Q 糖尿病のため、薬を飲み始めて3年になります。食事療法、運動療法などを心掛けていますが、なかなか実行できず良くなりません。友人から良いと聞いたので、漢方も試してみたいと思うのですが…。 (60歳・男性)
A ご存じのように、糖尿病はすい臓から分泌されるインシュリンという酵素が不足して血糖値が高くなり、尿に糖が下りる病気です。日本では患者が増える一方です。
糖尿病には大きく分けて2種類あり、多くの場合は遺伝的要素に加えて、食べ過ぎ、運動不足、肥満、精神的ストレスなどの環境的な条件が加わって発病します。
もう一方は、ウイルスによるすい臓障害など、はっきりとした原因によって糖尿病が起こる場合で、血圧降下剤やステロイド剤による薬剤性糖尿病もこのタイプに入ります。
人間の体は、慢性的な高血糖の状態が続くと、さまざまな障害が現われます。
動脈硬化症、網膜症、腎症などの血管障害、下肢の疼痛(とうつう)やしびれ感、筋肉の力の低下、性欲減退などのさまざまな神経障害です。
さらに感染する病気にかかったり、消化器障害、皮膚疾患などの合併症、場合によっては死に至るケースもあります。
西洋医学的治療では、血圧降下剤により血糖値のコントロールが可能になり、糖尿病昏睡による死亡は激減しましたが、全身の調子を整えるのは難しい場合があります。
先日も当薬局に、69歳の男性の方が来られました。
「糖尿病のため、西洋薬で血糖値をコントロールしているが、気力がない。白内障の手術も勧められている」とのことでした。
そこで八味丸(はちみがん)という漢方薬の服用を続けたところ、体調が良くなったとのこと。このように西洋医学と漢方を併用すると良いことがあります。
八味丸は、地横(じおう)、山薬(さんやく)、山茱萸(さんしゅゆ)、沢瀉(たくしゃ)、茯苓(ぶくりょう)、牡丹皮(ぼたんぴ)、桂枝(けいし)、附子(ぶし)という8種類の薬草を組み合わせたものです。
この八味丸は、主に腎虚といって、体が弱った状態で、下肢の痛みやしびれ感があって、下腹に力がない人や、のどが渇いて水を多く飲む人に使われます。

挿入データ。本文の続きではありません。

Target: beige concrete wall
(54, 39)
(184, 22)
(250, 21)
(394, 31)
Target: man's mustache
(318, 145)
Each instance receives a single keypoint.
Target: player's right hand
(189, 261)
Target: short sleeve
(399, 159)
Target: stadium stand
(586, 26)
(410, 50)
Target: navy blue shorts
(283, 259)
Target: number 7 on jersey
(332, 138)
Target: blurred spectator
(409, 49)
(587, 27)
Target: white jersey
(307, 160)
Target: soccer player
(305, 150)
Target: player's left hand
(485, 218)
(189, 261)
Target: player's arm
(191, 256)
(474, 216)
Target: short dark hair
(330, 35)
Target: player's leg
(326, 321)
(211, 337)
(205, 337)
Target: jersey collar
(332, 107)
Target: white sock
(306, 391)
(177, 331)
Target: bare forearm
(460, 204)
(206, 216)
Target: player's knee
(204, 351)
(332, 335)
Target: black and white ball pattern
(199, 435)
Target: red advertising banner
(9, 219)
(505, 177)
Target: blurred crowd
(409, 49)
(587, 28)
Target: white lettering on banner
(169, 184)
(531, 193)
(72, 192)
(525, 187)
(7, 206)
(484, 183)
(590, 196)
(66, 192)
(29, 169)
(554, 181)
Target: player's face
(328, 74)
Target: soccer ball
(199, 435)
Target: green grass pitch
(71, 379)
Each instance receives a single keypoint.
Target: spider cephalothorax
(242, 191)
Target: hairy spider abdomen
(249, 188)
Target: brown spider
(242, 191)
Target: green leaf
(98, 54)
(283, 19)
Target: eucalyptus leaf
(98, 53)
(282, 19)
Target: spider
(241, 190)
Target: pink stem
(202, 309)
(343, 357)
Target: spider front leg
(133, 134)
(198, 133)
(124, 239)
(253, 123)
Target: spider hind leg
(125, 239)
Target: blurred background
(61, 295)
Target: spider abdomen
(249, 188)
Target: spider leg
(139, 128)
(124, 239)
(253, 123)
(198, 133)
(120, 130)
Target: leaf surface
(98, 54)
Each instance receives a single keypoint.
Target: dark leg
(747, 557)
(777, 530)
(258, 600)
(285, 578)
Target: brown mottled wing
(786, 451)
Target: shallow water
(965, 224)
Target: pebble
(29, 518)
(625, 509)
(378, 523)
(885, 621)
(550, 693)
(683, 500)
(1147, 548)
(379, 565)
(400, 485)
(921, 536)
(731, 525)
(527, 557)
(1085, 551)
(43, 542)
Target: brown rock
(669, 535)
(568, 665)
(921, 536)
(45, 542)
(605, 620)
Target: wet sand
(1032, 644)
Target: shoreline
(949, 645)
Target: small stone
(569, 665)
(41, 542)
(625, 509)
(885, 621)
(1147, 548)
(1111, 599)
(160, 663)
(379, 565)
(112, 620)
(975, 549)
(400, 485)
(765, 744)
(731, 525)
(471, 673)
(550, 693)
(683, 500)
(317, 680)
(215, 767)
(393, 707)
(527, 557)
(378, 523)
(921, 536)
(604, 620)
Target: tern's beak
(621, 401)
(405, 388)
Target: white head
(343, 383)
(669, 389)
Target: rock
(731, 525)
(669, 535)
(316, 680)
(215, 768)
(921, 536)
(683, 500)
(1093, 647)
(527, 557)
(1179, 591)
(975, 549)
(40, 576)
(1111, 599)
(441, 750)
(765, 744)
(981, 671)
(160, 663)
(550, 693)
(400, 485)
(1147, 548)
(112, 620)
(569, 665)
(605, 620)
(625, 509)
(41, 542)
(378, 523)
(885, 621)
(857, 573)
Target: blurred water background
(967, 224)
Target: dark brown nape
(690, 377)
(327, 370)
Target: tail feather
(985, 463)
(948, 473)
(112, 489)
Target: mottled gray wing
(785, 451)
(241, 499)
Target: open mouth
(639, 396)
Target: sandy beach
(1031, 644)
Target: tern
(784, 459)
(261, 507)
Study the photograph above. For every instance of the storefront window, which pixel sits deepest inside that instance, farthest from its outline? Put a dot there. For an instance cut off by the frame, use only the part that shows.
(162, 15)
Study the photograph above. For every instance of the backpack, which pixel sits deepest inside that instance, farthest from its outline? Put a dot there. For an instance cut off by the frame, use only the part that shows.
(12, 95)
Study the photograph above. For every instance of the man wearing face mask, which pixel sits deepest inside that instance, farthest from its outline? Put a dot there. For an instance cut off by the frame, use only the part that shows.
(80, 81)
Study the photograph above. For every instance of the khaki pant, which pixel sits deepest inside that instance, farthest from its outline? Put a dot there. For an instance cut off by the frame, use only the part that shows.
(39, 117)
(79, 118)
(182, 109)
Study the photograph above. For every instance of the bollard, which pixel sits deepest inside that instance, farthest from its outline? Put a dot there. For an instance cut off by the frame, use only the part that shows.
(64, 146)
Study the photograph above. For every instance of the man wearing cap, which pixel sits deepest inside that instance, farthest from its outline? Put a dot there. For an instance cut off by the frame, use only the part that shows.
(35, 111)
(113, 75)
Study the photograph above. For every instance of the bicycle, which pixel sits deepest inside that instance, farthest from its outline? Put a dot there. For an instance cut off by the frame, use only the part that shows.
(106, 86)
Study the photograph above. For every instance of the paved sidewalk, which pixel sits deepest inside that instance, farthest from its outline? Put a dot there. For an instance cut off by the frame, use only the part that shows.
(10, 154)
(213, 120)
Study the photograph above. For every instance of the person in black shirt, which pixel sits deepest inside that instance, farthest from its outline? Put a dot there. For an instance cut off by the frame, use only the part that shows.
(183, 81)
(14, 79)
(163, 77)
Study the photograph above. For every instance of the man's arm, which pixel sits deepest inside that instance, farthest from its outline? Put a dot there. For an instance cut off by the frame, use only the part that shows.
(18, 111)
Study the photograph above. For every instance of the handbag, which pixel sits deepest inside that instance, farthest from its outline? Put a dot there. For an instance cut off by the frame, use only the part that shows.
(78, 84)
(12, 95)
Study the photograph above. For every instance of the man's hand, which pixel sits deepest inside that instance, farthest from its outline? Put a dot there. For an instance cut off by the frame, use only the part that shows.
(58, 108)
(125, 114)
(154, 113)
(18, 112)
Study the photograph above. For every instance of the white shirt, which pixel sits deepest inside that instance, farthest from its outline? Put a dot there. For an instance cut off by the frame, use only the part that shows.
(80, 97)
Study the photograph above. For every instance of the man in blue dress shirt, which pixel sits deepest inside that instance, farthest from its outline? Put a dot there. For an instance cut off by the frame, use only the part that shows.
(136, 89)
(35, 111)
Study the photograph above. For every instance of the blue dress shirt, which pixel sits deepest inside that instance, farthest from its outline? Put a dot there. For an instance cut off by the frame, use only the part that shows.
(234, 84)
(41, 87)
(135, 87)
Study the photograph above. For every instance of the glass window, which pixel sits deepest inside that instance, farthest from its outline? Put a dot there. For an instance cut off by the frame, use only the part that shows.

そのほかの糖尿病に使われる代表的な漢方薬としては、大柴胡湯(だいさいことう)、防風通聖散(ぼうふうつうしょうさん)、白虎加人参湯(びゃっこかにんじんとう)、六味丸(ろくみがん)などがあります。
いずれも、病人の体質や症状に合わせて選びますが、単に血糖値を下げるだけを目的とはしていません。
全身症状の改善を目安に体質改善を図り、結果的に血糖値を安定させることになるのです。
しかし漢方薬を有効に利用するにしても、基本は食事療法です。過食を避け、適度な運動を続けるようにしてください。